Sie umschlichen einen alten Herrn, auf den sie ihn aufmerksam gemacht hatten, ohne seine Fragen anders als durch einige ihm unverständliche Worte und Winke zu beantworten. Er hielt sich einige Schritte hinter ihnen, und stand endlich, unschlüssig, ob er weitergehen oder sich zurückziehen solle, verwundert zuschauend da.
Der alte Herr sah sehr respectabel aus, trug Puder in den Haaren und eine goldene Brille. Er hatte sich vor einen Bücherladen hingestellt, ein Buch zur Hand genommen, las darin, sein spanisches Rohr unter dem linken Arme, und hörte und sah offenbar nicht, was um ihn her vorging.
Wer beschreibt Oliver’s Bestürzung, als der Baldoberer dem alten Herrn das Tuch aus der Tasche zog, es Charley Bates reichte, und als darauf Beide spornstreichs davon liefen! Im Augenblick war ihm das Geheimniss der Taschentücher, Uhren und Kleinodien klar. Das Blut stockte ihm in den Adern, ihm schwindelte vor Furcht und Schrecken, und ohne zu wissen, was er that, lief er seinen Kameraden nach, so schnell seine Füsse ihn tragen mochten. In demselben Augenblicke griff der alte Herr nach seinem Tuche in die Tasche, vermisste es, drehete sich rasch um, sah Oliver laufen, und erhob den Ruf: „Halt’ den Dieb!“ — den magischen Ruf, auf welchen sofort Alles lebendig wird, der Krämer aus seinem Laden auf die Strasse stürzt, der Gemüsehändler seinen Korb, der Milchmann seinen Eimer, der Pflasterer seine Bicke, der Schulknabe seine Bücher stehen lässt, zur Seite setzt, wegwirst und nachläuft.

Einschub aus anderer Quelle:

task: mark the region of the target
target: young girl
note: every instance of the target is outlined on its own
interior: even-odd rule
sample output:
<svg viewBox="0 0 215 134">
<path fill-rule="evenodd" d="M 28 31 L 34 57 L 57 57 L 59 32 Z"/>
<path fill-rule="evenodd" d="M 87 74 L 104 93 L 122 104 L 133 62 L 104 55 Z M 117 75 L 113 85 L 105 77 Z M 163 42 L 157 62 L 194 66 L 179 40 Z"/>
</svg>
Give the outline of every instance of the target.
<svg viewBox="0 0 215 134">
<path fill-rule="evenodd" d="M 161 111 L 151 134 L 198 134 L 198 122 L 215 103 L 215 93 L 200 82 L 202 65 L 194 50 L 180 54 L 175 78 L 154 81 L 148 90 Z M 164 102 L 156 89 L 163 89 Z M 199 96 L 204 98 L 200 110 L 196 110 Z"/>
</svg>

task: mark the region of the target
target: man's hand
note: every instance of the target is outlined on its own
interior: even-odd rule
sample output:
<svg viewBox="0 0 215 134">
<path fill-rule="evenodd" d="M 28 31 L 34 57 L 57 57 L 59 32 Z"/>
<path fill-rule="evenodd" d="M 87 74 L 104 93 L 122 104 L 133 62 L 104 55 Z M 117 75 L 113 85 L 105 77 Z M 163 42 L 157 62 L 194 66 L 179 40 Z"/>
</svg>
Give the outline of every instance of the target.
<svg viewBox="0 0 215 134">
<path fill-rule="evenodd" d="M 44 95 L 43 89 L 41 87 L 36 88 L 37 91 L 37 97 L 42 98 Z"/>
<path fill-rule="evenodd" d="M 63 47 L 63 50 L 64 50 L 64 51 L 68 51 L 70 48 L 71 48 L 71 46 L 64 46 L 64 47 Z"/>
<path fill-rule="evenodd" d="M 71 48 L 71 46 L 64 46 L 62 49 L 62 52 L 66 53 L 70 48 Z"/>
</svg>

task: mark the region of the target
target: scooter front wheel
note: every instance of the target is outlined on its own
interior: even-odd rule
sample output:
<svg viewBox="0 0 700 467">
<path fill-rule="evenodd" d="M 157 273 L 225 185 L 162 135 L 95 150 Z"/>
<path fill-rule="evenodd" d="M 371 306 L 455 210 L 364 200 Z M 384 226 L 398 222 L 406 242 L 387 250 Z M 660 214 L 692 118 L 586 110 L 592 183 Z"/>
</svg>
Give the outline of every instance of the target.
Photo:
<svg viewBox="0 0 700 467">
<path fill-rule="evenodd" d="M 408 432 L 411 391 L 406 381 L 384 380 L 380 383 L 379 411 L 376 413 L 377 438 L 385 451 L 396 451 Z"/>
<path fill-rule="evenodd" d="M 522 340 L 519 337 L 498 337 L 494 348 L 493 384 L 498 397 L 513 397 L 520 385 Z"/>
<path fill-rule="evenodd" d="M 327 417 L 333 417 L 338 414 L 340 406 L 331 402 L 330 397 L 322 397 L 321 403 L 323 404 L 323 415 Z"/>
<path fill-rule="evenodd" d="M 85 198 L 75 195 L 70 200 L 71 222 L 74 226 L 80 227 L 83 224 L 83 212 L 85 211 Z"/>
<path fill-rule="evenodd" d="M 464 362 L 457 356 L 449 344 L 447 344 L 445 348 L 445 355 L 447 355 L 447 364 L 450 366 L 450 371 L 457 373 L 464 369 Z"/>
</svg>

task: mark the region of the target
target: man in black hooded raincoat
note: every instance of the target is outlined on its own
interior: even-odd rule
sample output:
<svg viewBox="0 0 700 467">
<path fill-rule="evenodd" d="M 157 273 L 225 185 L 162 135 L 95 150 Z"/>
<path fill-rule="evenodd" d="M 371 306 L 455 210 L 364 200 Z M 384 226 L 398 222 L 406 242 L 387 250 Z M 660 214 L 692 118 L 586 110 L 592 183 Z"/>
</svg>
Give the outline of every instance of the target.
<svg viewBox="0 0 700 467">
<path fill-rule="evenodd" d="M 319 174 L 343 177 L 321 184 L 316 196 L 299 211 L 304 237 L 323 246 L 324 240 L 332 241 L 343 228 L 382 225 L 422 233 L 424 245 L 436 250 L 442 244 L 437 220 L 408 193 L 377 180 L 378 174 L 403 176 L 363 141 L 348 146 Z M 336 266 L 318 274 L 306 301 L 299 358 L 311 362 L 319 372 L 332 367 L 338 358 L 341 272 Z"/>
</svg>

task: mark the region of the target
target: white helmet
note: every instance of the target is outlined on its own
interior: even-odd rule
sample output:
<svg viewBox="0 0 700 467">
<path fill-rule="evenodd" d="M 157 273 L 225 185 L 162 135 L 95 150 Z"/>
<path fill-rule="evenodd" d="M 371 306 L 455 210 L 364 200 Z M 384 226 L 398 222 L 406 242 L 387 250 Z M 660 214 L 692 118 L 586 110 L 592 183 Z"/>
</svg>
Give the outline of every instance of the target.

Jack und Charley hatten Aufsehen zu vermeiden gewünscht, und waren daher nur bis um die nächste Ecke gelaufen, worauf sie sich unter einem Thorwege neugierigen Blicken zu entziehen suchten. Sobald sie das Geschrei „Halt’ den Dieb!“ vernahmen, stimmten sie aus allen Kräften ein, und schlossen sich wie gute Bürger den Verfolgern an. Diese Anwendung des grossen Naturgesetzes der Selbsterhaltung war Oliver vollkommen neu. Er wurde noch mehr verwirrt und bestürzt, und verdoppelte seine Eile, sah sich indess nach einiger Zeit eingeholt und wurde obenein zu Boden geschlagen.
In wenigen Augenblicken war ein zahlreicher Haufen um ihn versammelt. „Drückt ihn doch nicht todt!“ — „Verdient er’s besser?“ — „Wo ist der bestohlene Herr?“ — „Da kommt er schon; macht Raum für den Herrn!“ — „Ist dies der Bursch, Sir?“ — „Ja!“
Oliver lag da, mit Schmutz bedeckt, blutend aus Nase und Mund, und starrte betäubt und geängstet umher.
„Ich fürchte, dass es der Knabe ist,“ sagte der Herr sehr milde.
„Das fürchten Sie?“ wurde gemurrt. „Der ist auch wol der Rechte.“
„Der arme Kleine hat sich beschädigt,“ fuhr der Herr fort.
„Das hab’ ich gethan,“ fiel ein vierschrötiger Mensch hervortretend ein; „traf ihn gerade mit der Faust auf die Schnauze — ich hab’ ihn aufgehalten für Sie, Sir.“
Er zog greinend den Hut, eine Belohnung seiner Dienstfertigkeit erwartend; allein der alte Herr blickte ihn unwillig an, und hätte sich offenbar gern entfernt, als sich ein Polizeidiener hindurchdrängte, Oliver beim Kragen fasste und, trotz der mitleidigen Verwendung des alten Herrn, vom Strassenpflaster emporriss und sehr unsanft schüttelte.
„Thun Sie ihm nichts zu Leide,“ sagte der menschenfreundliche Herr, und folgte wohl oder übel dem Polizeidiener, der Oliver unter lautem Hussa des Haufens fortzog.
Elftes Kapitel.
Wie Mr. Fang die Gerechtigkeit handhabte.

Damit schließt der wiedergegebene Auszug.